PACMA pide una ley nacional para proteger a animales silvestres en infraestructuras

Archivo - imagen de la suelta de un lince Ibérico. A 9 de diciembre de 2025 en Adamuz, Córdoba (Andalucía, España).

En los últimos días, PACMA ha dirigido una petición formal a la ministra para la Transición Ecológica y el Reto Demográfico, Sara Aagesen, y al secretario de Estado de Medio Ambiente, Hugo Morán. Su solicitud pide una regulación a nivel estatal que imponga medidas obligatorias para proteger a la fauna salvaje de los efectos negativos que tienen las infraestructuras creadas por humanos.

Esta demanda surge tras el fallecimiento de una lince ibérica llamada Urze y sus dos crías, quienes quedaron atrapadas en una balsa para riego ubicada en Isso, pedanía del municipio de Hellín en Albacete. El animal y sus pequeños no pudieron salir debido a que las paredes de esta balsa eran lisas y tenían una inclinación que hacía imposible su escape. PACMA señala que esta tragedia se podría haber evitado si se hubiese instalado una rampa o una malla para facilitar la salida de los animales.

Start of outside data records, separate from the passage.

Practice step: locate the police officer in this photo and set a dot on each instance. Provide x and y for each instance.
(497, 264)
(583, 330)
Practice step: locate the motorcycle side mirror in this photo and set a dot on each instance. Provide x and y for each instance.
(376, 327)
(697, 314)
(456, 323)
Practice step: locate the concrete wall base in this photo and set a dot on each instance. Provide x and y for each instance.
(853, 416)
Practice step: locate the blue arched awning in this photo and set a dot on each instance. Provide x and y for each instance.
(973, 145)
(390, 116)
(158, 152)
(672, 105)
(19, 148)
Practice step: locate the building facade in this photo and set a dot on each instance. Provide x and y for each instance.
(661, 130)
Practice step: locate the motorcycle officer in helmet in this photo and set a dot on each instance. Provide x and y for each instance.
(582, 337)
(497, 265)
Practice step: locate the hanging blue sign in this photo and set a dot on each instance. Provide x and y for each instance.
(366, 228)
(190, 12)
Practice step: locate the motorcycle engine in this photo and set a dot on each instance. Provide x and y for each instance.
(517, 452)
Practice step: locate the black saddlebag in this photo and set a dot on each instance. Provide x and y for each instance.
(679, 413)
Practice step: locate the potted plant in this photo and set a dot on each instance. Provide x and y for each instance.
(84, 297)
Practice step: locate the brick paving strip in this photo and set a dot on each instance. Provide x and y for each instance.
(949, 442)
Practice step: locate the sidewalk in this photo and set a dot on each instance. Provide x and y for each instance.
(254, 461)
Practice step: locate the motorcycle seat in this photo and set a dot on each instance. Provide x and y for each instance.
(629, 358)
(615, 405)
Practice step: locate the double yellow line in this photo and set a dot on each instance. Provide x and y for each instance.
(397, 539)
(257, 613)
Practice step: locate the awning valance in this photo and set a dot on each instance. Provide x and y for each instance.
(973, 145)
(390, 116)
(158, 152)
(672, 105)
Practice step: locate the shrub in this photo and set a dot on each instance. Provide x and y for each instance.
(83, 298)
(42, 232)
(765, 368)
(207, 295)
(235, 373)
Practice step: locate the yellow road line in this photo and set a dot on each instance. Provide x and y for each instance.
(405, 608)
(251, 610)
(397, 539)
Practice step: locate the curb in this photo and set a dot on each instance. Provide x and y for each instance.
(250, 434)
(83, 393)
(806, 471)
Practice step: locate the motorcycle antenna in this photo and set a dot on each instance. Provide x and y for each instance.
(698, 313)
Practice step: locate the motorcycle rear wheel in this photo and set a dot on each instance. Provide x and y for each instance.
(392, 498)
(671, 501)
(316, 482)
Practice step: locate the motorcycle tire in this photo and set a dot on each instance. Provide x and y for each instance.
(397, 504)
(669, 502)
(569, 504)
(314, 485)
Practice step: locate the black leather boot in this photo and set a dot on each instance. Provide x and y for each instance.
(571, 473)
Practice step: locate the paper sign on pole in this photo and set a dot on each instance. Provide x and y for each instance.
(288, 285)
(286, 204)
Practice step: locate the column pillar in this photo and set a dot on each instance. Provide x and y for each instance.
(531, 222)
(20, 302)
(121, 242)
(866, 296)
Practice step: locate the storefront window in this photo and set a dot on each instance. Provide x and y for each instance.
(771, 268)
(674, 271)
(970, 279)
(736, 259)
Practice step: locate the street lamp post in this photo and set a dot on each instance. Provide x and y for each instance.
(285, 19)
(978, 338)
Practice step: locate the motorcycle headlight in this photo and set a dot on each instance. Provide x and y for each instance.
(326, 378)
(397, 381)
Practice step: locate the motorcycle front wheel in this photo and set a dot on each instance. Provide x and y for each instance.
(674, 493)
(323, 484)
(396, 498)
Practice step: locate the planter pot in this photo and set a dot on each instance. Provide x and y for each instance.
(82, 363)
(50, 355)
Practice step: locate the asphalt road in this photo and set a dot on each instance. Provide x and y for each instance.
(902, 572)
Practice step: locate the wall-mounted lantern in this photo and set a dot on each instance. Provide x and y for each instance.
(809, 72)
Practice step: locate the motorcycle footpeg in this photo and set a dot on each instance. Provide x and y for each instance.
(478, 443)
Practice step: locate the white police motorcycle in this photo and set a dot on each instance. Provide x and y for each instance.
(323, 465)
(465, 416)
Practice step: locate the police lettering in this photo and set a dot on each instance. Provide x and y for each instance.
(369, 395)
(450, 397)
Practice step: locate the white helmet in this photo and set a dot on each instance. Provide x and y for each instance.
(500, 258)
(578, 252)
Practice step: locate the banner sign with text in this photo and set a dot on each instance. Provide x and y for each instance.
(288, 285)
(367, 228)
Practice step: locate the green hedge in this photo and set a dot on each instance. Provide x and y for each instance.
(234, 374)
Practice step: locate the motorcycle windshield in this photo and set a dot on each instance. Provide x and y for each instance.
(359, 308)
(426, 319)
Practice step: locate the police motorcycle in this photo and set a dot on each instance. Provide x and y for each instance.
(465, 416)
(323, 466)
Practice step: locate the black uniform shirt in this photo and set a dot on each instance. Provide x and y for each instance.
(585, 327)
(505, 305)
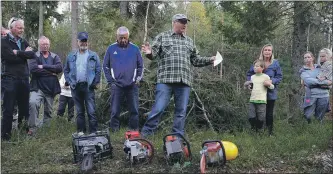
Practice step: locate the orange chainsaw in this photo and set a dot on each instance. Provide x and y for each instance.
(216, 152)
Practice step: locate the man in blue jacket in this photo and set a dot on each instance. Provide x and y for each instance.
(83, 72)
(44, 84)
(123, 69)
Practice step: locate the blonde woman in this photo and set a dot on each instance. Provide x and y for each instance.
(273, 70)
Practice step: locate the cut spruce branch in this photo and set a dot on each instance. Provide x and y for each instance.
(204, 111)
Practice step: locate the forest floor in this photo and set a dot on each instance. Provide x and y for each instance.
(294, 148)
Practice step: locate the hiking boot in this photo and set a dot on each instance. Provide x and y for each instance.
(308, 120)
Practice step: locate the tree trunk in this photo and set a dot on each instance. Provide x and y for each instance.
(123, 6)
(74, 22)
(41, 19)
(301, 22)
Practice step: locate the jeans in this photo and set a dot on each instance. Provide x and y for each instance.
(84, 98)
(318, 106)
(36, 99)
(63, 102)
(269, 115)
(257, 115)
(162, 98)
(14, 90)
(132, 95)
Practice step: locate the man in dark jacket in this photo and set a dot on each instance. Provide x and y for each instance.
(44, 82)
(15, 75)
(123, 69)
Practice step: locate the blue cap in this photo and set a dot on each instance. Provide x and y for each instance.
(179, 16)
(82, 35)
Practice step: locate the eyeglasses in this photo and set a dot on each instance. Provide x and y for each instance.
(14, 19)
(182, 21)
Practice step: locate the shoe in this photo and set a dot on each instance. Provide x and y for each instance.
(309, 120)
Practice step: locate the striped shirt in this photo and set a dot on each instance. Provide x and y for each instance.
(175, 54)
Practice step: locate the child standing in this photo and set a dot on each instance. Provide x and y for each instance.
(258, 99)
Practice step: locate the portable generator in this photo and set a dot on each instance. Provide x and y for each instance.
(137, 150)
(176, 148)
(216, 153)
(87, 148)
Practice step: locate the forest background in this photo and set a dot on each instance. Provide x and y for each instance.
(218, 102)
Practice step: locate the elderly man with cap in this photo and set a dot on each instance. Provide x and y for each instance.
(15, 75)
(175, 52)
(123, 69)
(83, 72)
(44, 84)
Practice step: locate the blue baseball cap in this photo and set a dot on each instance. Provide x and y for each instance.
(82, 35)
(179, 17)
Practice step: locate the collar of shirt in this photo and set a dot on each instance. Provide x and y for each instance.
(17, 41)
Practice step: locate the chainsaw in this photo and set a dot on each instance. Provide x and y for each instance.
(176, 148)
(137, 150)
(87, 148)
(216, 153)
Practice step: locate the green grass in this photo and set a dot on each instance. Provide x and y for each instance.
(292, 149)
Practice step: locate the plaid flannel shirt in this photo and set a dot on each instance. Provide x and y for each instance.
(175, 54)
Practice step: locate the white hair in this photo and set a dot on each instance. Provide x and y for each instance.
(43, 38)
(12, 22)
(122, 30)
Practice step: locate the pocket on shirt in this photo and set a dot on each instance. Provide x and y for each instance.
(189, 49)
(92, 64)
(167, 47)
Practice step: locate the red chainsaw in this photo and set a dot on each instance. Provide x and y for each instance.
(216, 153)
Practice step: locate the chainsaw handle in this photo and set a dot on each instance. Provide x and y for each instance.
(216, 141)
(181, 136)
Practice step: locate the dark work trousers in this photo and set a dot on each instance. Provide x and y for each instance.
(84, 98)
(63, 102)
(132, 97)
(14, 90)
(269, 115)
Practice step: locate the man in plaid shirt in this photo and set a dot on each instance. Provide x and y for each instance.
(175, 53)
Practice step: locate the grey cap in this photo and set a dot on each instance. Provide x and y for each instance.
(179, 16)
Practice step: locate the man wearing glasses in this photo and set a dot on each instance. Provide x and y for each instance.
(15, 75)
(175, 52)
(44, 84)
(83, 72)
(123, 69)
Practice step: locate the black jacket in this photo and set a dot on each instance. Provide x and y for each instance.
(15, 66)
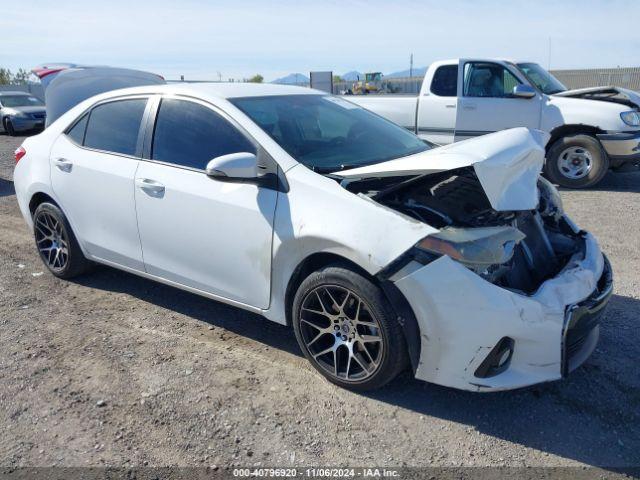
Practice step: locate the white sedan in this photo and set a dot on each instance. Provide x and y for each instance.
(382, 252)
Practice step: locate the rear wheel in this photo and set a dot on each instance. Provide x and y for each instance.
(576, 161)
(347, 330)
(56, 243)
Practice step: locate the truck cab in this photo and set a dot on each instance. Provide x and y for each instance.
(591, 130)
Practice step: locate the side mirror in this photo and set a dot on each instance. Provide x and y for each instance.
(524, 91)
(235, 166)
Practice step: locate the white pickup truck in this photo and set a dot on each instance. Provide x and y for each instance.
(592, 130)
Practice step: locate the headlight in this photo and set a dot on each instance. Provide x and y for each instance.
(631, 118)
(549, 198)
(482, 250)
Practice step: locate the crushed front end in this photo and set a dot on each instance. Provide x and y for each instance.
(502, 298)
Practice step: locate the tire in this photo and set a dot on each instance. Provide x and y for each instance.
(576, 161)
(338, 309)
(8, 127)
(56, 243)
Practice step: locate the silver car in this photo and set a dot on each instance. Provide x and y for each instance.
(20, 111)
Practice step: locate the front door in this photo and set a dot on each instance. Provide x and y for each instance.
(487, 103)
(197, 231)
(93, 167)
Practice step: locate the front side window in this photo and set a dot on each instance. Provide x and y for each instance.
(445, 81)
(114, 126)
(12, 101)
(488, 80)
(327, 133)
(542, 79)
(190, 135)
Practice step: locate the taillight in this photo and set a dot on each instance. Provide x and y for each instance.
(19, 153)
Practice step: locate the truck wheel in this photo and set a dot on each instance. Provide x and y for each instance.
(347, 329)
(576, 161)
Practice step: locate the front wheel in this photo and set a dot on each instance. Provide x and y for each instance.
(347, 330)
(576, 161)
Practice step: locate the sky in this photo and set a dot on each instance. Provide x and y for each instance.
(208, 40)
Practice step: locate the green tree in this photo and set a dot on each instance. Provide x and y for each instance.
(5, 76)
(21, 77)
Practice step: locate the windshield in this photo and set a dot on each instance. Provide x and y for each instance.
(542, 79)
(20, 101)
(327, 133)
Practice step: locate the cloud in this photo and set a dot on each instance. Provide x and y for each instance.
(200, 38)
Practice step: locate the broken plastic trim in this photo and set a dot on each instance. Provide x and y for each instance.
(474, 247)
(498, 359)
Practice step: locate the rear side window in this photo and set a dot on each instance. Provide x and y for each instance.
(189, 135)
(114, 126)
(77, 132)
(445, 81)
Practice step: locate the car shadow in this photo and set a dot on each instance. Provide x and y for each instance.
(616, 182)
(585, 417)
(6, 188)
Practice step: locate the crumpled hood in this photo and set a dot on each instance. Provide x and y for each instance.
(507, 164)
(26, 109)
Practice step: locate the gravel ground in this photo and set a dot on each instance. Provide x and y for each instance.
(113, 369)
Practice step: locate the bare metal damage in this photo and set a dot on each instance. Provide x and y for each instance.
(486, 199)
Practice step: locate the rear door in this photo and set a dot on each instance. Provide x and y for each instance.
(486, 103)
(93, 166)
(197, 231)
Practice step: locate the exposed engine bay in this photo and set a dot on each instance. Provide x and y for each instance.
(454, 202)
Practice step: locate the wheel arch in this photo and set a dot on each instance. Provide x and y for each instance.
(38, 198)
(403, 311)
(310, 264)
(572, 129)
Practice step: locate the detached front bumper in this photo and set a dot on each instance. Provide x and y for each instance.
(463, 319)
(623, 149)
(21, 124)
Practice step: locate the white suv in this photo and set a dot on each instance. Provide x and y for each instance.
(381, 252)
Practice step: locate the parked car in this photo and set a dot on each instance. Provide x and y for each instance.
(20, 111)
(300, 206)
(592, 130)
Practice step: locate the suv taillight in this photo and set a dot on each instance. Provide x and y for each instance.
(19, 153)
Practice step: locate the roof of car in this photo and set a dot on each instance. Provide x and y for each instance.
(222, 90)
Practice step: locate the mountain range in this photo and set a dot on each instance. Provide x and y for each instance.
(351, 76)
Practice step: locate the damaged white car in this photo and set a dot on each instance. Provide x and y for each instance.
(381, 252)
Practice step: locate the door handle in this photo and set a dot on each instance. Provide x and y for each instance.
(150, 186)
(63, 164)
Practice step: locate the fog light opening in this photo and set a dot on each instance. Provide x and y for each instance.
(498, 359)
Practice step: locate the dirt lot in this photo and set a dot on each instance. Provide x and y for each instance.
(115, 370)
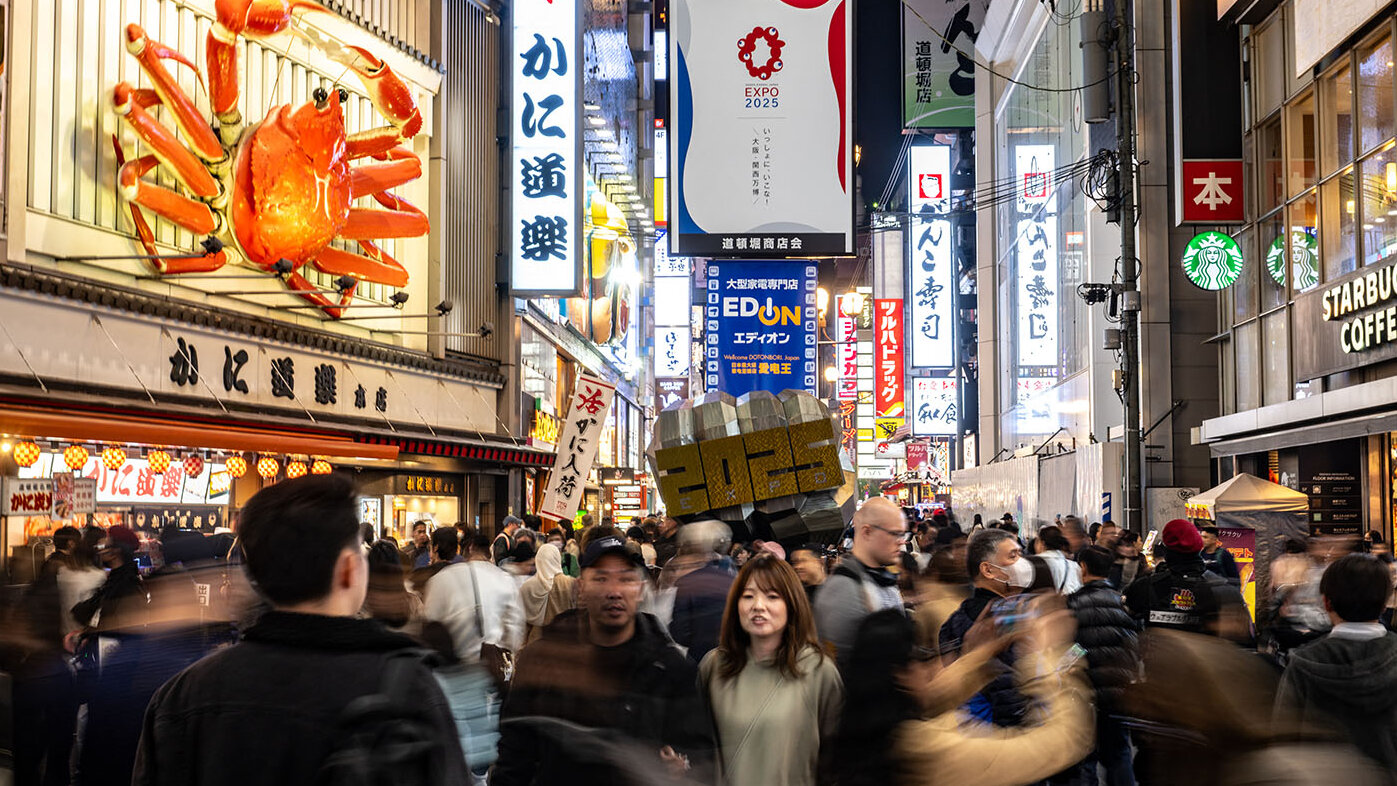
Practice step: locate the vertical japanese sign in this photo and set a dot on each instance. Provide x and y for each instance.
(935, 406)
(583, 433)
(889, 397)
(760, 327)
(938, 73)
(545, 162)
(847, 349)
(762, 116)
(672, 346)
(931, 265)
(1035, 253)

  1. Medidas para proteger a la fauna

Medidas para proteger a la fauna

Desde PACMA proponen que todas las infraestructuras, tanto públicas como privadas, incluyan de manera obligatoria sistemas específicos que prevengan estos accidentes. Además, exigen que se adapten las instalaciones actuales y que se tomen en cuenta estas medidas desde el diseño y construcción de obras nuevas.

Entre las acciones que recomiendan están poner rampas de escape en canales y balsas de riego, cerrar adecuadamente pozos y aljibes, colocar plataformas en piscinas para que los animales puedan salir, construir pasos para la fauna en carreteras y reducir la velocidad junto con señalización móvil en zonas críticas. También destacan la necesidad de evitar electrocuciones y colisiones de aves en tendidos eléctricos, parques eólicos y líneas ferroviarias con catenarias.

Javier Luna, presidente nacional de PACMA, apunta que muchas estructuras como pozos, balsas, carreteras o tendidos eléctricos son trampas mortales para miles de animales cada día. Sin embargo, menciona que existen soluciones fáciles y económicas que podrían impedir estas muertes tan evitables.